Pakistan accuses the Afghan Taliban of harboring militants from its own home-grown version of the Islamist group, a charge Kabul denies.
Afghan officials led by deputy Prime Minister Abdul Ghani Baradar met Pakistan Defense Minister Khawaja Muhammad Asif and Nadeem Anjum, head of the Inter-Services Intelligence agency.
They discussed “bilateral relations, trade, regional connectivity, and economic cooperation between the two countries,” Baradar’s office said.
Pakistan’s foreign ministry confirmed the talks.

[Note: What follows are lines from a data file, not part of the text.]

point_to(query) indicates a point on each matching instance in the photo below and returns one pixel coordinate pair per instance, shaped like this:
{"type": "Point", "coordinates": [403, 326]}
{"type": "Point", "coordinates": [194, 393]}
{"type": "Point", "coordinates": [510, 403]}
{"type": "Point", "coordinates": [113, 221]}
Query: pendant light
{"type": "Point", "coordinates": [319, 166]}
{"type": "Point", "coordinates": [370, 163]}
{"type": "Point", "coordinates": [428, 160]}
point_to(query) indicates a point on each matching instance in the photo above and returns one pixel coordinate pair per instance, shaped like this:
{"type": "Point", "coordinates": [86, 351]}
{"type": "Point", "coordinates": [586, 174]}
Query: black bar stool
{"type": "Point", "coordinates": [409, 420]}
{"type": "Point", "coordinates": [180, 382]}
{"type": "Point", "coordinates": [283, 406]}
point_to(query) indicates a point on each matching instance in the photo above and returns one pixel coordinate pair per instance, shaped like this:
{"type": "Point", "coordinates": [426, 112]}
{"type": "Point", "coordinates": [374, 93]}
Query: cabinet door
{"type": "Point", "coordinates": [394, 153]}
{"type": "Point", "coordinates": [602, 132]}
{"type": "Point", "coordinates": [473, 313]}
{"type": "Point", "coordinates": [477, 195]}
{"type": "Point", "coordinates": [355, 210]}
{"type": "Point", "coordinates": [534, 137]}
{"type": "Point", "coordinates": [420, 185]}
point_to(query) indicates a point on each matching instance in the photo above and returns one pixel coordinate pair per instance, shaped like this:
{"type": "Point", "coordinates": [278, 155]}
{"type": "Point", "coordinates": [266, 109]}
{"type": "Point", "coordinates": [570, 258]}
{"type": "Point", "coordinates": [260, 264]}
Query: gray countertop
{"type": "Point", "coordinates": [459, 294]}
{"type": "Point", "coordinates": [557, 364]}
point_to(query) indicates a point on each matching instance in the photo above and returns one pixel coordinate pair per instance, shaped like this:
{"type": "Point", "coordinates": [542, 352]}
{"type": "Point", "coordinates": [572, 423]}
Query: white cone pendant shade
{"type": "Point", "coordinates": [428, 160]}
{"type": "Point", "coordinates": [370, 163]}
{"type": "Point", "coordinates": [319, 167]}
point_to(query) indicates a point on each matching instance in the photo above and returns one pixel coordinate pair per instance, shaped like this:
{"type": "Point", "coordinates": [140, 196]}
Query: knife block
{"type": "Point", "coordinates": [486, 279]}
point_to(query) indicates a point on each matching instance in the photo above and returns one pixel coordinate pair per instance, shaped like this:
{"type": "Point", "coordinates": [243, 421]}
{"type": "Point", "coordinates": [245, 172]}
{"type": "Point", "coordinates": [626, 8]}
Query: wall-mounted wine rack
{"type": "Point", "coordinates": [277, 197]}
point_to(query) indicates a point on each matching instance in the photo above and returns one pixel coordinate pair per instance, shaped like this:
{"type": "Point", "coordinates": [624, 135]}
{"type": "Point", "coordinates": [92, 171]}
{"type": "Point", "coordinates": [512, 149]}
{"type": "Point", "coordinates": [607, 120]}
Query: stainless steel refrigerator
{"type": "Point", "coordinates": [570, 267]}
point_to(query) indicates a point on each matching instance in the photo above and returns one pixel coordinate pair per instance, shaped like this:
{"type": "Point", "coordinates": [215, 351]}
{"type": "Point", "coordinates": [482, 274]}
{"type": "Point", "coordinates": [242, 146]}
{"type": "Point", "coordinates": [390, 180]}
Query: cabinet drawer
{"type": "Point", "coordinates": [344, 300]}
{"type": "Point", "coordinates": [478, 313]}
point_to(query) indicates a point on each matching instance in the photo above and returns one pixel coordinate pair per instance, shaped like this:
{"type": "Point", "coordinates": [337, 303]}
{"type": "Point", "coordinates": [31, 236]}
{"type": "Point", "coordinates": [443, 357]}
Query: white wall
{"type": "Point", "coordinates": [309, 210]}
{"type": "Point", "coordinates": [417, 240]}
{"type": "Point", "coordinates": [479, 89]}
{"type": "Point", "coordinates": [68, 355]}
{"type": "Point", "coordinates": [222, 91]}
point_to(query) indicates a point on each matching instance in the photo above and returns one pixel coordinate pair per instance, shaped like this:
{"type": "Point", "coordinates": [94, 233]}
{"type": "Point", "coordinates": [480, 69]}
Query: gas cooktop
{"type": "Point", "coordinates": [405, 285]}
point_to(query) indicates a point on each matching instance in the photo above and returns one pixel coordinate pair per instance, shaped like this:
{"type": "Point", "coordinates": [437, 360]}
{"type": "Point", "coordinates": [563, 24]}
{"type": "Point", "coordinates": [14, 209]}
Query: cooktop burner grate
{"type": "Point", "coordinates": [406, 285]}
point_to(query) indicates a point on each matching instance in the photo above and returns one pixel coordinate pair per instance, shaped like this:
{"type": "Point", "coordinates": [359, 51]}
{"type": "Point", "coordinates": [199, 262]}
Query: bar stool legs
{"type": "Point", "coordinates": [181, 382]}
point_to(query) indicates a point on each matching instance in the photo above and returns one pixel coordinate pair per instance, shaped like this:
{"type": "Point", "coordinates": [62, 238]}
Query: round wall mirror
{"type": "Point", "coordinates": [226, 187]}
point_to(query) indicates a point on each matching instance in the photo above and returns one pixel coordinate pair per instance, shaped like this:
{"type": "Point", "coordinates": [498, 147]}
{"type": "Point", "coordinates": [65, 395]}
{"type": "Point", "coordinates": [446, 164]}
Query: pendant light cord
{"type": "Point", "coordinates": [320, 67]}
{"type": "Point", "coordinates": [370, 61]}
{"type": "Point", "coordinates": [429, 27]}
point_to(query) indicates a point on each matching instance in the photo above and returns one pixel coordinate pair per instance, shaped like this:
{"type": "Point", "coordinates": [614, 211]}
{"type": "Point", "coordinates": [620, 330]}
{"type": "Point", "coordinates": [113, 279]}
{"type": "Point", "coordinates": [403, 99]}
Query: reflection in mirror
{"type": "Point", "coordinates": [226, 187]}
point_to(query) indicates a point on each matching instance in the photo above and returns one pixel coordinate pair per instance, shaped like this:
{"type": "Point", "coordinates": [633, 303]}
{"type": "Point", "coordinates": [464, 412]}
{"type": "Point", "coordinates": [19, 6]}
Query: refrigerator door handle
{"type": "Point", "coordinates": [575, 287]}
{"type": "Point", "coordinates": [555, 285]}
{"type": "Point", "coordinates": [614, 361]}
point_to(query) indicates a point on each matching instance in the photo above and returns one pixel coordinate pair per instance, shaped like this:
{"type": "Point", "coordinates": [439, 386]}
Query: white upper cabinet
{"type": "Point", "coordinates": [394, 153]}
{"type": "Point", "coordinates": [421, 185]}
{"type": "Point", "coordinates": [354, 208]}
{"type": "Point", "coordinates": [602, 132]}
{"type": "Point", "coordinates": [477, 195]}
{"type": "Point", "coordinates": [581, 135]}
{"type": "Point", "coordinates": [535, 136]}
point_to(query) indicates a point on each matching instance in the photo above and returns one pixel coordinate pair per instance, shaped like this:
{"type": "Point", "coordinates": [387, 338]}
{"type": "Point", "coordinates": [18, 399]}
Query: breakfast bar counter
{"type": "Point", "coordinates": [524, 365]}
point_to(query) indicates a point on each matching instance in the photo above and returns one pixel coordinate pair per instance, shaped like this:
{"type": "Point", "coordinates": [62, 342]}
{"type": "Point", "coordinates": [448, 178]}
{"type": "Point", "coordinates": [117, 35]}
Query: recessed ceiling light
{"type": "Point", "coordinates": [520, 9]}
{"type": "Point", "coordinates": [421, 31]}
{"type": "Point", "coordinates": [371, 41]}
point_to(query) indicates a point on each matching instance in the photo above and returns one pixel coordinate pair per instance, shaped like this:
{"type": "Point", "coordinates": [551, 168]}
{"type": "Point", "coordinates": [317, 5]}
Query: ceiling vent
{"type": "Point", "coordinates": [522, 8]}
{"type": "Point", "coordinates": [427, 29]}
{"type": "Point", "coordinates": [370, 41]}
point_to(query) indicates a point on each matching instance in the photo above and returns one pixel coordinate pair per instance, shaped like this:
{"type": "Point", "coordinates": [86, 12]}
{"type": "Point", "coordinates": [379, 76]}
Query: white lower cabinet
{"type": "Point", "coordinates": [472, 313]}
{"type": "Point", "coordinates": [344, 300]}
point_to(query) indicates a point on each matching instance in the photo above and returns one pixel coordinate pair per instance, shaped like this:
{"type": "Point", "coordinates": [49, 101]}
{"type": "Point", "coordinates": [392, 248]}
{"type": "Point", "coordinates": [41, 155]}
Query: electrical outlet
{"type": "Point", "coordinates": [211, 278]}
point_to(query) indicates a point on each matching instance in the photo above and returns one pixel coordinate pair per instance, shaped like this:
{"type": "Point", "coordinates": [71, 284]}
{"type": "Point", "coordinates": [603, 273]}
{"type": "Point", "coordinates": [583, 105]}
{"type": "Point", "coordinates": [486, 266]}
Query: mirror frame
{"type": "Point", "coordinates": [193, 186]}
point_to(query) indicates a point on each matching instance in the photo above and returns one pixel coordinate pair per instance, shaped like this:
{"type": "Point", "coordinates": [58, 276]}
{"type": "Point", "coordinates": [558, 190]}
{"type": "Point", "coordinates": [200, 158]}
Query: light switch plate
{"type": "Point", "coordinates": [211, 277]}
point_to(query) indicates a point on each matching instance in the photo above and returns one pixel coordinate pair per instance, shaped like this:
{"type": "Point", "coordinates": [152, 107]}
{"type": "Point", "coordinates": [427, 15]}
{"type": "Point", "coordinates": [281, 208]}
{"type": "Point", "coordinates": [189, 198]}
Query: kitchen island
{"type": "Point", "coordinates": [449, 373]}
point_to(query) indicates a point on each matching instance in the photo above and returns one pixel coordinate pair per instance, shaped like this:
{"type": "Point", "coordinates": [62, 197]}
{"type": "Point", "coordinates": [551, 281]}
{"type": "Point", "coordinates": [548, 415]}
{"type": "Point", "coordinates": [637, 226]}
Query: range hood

“Matters relating to the growing threat of terrorism in the region, particularly by TTP and ISKP came under discussion,” it said in a statement late on Wednesday, referring to Tehreek-e-Taliban Pakistan (TTP) and the local Afghan chapter of the jihadist Islamic State.
Pakistan has seen a dramatic increase in militant attacks, mainly in border regions, in the year-and-a-half of Taliban rule in Afghanistan.
However, a suicide squad also stormed a police compound in the southern port city of Karachi last Friday, killing five people.
A suicide bomber killed more than 80 police officers at a mosque in Peshawar, the provincial capital of Khyber Pakhtunkhwa, in January.
Both attacks were linked to the TTP, which has deep ties with the Afghan Taliban.
The Taliban authorities, meanwhile, announced that the main border crossing between the two countries would reopen from Thursday.
Officials on both sides said Afghan authorities closed the Torkham border late Sunday after Pakistan imposed new rules preventing entry to those accompanying medical patients without the right documentation.
Gunfire erupted on Monday morning at the border, with both sides blaming the other for the violence.
Also at the weekend, Pakistan Foreign Minister Bilawal Bhutto Zardari told the Munich Security Conference that Afghanistan had to deliver on promises not to harbor militants.
“There’s a whole alphabet soup of terrorist organisations that have and still do base themselves out of Afghanistan,” he said.
Kabul’s foreign ministry spokesman Abdul Qahar Balkhi said in response Zardari’s remarks “are untrue.”